We have heard from a number of market participants that volume-based transaction pricing along with these market practices raise concerns about competition in the markets.

In response, through today’s proposal, we request public comment regarding whether volume-based discounts should be prohibited, and if so to what degree. In addition, we request public input regarding the role that new disclosure requirements could play to address these practices.

Today’s release offers a number of alternatives for public comment regarding both possible prohibitions and disclosure requirements.

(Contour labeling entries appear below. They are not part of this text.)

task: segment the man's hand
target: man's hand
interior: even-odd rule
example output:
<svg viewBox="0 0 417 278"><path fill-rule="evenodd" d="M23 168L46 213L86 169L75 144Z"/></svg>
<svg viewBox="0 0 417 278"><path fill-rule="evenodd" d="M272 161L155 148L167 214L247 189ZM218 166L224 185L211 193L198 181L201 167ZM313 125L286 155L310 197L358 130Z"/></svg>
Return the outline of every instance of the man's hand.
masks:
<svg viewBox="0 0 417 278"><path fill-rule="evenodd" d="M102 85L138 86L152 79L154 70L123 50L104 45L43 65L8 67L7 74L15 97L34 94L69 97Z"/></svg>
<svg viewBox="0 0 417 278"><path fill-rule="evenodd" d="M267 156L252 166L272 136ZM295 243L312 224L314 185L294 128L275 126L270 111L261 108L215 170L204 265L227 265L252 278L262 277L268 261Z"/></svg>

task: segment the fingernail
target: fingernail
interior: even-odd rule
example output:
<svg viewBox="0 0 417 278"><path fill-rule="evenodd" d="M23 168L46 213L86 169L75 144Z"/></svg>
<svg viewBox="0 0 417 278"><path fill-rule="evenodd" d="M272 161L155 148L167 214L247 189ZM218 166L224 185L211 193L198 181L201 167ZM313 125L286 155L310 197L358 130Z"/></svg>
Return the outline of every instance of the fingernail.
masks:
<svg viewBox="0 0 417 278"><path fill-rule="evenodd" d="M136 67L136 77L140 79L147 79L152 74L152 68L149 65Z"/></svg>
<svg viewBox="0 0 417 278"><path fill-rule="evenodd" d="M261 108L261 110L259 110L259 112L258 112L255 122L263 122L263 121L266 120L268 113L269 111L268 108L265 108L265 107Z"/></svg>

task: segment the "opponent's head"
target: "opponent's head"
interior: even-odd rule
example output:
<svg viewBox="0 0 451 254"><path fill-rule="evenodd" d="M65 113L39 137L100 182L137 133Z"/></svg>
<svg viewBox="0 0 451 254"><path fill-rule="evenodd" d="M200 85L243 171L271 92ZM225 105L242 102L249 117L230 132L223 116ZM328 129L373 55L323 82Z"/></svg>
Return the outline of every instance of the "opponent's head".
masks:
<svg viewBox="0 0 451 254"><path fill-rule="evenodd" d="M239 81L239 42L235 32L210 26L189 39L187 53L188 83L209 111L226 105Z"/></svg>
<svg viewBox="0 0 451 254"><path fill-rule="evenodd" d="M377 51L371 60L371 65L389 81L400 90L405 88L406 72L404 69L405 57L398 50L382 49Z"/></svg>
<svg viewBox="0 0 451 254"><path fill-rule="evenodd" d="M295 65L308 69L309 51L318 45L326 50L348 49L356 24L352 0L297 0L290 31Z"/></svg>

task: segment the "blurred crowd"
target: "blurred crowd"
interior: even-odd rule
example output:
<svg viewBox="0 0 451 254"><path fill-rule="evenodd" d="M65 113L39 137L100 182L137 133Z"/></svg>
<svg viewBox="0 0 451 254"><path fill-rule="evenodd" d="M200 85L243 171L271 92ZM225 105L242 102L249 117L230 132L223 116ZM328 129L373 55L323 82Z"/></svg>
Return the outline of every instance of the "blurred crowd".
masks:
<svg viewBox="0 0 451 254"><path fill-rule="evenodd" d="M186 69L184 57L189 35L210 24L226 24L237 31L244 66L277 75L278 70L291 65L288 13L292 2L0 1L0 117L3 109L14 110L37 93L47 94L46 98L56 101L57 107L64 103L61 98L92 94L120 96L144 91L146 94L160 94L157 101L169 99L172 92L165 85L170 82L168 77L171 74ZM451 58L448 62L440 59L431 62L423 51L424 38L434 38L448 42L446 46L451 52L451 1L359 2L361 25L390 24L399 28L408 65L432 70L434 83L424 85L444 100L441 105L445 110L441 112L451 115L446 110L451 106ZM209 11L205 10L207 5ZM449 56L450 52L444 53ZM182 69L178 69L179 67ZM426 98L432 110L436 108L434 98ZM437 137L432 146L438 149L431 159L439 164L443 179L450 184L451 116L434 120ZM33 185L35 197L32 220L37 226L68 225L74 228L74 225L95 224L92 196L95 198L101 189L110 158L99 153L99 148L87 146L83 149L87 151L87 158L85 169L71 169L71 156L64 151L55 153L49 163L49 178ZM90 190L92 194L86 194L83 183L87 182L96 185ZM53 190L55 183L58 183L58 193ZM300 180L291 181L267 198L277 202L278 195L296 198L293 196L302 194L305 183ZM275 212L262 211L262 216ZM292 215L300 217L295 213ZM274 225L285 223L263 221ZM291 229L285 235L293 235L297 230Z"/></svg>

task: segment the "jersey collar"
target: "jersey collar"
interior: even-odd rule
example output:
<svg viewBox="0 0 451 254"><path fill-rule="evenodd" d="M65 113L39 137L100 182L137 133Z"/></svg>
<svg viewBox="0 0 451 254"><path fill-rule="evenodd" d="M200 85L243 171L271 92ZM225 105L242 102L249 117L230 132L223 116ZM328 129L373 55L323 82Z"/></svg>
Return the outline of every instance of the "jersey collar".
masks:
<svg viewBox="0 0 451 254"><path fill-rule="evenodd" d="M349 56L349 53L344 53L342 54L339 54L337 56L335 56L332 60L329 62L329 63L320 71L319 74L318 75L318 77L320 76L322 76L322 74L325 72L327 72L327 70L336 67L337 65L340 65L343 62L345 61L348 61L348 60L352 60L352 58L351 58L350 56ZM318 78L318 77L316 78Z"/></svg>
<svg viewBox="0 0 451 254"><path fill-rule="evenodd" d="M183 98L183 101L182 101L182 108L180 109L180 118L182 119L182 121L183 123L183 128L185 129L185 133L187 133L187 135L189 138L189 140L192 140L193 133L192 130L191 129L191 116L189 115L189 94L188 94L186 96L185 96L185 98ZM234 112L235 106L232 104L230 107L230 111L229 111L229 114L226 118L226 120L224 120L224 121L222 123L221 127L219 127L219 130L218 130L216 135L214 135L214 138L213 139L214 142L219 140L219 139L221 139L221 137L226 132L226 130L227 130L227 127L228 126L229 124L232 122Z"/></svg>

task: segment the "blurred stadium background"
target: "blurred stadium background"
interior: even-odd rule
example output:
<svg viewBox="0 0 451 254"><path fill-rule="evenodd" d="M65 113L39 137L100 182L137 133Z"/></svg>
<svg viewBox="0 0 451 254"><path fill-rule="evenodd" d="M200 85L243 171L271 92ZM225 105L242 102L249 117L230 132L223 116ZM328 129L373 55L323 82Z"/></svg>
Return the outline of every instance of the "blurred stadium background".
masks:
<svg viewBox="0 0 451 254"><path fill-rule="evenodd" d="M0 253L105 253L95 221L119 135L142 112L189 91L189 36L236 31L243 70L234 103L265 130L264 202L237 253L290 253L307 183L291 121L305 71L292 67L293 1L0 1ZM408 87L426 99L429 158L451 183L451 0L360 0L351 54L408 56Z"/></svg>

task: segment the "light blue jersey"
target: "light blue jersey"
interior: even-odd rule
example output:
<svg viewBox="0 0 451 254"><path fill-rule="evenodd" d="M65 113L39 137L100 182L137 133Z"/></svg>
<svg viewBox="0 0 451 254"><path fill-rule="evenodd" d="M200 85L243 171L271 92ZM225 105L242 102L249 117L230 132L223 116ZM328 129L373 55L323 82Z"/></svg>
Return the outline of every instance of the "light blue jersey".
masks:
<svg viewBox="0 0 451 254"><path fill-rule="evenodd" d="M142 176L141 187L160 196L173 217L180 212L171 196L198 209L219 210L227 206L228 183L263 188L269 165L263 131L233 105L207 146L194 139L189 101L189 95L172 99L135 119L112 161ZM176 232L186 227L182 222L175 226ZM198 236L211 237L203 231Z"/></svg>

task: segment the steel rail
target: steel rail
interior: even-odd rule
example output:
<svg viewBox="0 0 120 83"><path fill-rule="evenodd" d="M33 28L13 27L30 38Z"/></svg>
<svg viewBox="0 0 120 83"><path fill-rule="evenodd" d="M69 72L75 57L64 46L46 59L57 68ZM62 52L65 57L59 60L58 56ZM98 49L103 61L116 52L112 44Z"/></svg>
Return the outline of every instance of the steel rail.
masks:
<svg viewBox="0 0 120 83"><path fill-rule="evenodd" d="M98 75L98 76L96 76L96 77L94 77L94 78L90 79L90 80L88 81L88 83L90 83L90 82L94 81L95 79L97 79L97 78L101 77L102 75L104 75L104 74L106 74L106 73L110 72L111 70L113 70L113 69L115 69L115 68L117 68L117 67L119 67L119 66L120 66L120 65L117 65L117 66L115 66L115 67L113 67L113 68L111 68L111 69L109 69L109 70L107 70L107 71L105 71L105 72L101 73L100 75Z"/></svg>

In addition, today’s release includes questions about how to promote competition amongst and between trading venues as well as brokers.

I look forward to the public’s input on these matters.

I’d like to thank members of the SEC staff for their work on this proposal, including:

  • Haoxiang Zhu, David Saltiel, Andrea Orr, David Shillman, Eric Juzenas, Richard Holley, Terri Evans, Yvonne Fraticelli, Julia Zhang, Yue Ding, Sharon Park, and Roni Bergoffen in the Division of Trading and Markets;
  • Jessica Wachter, Jill Henderson, Oliver Richard, Paul Barton, Ariel Lohr, Sherry Wu, John Ritter, Caroline Schulte, Lauren Moore, Charles Woodworth, Parhaum Hamdi, Gregory Scopino, and Julie Marlowe in the Division of Economic and Risk Analysis;
  • Megan Barbero, Meredith Mitchell, Robert Teply, Janice Mitnick, Cynthia Ginsberg, and Ronesha Butler in the Office of the General Counsel;
  • John Polise, Connie Kiggins, Michael Hershaft, and Carrie O’Brien in the Division of Examinations;
  • Jane Patterson in the EDGAR Business Office;
  • Charlotte Buford and Kerry Knowles in the Division of Enforcement; and
  • Kevin Burris and David Fernandez in the Office of Legislative and Intergovernmental Affairs.

= = =

[1] See Securities Acts Amendments of 1975, available at https://www.govtrack.us/congress/bills/94/s249.

[2] Ibid.

[3] See National Securities Markets Improvement Act of 1996, available at https://www.govtrack.us/congress/bills/104/hr3005.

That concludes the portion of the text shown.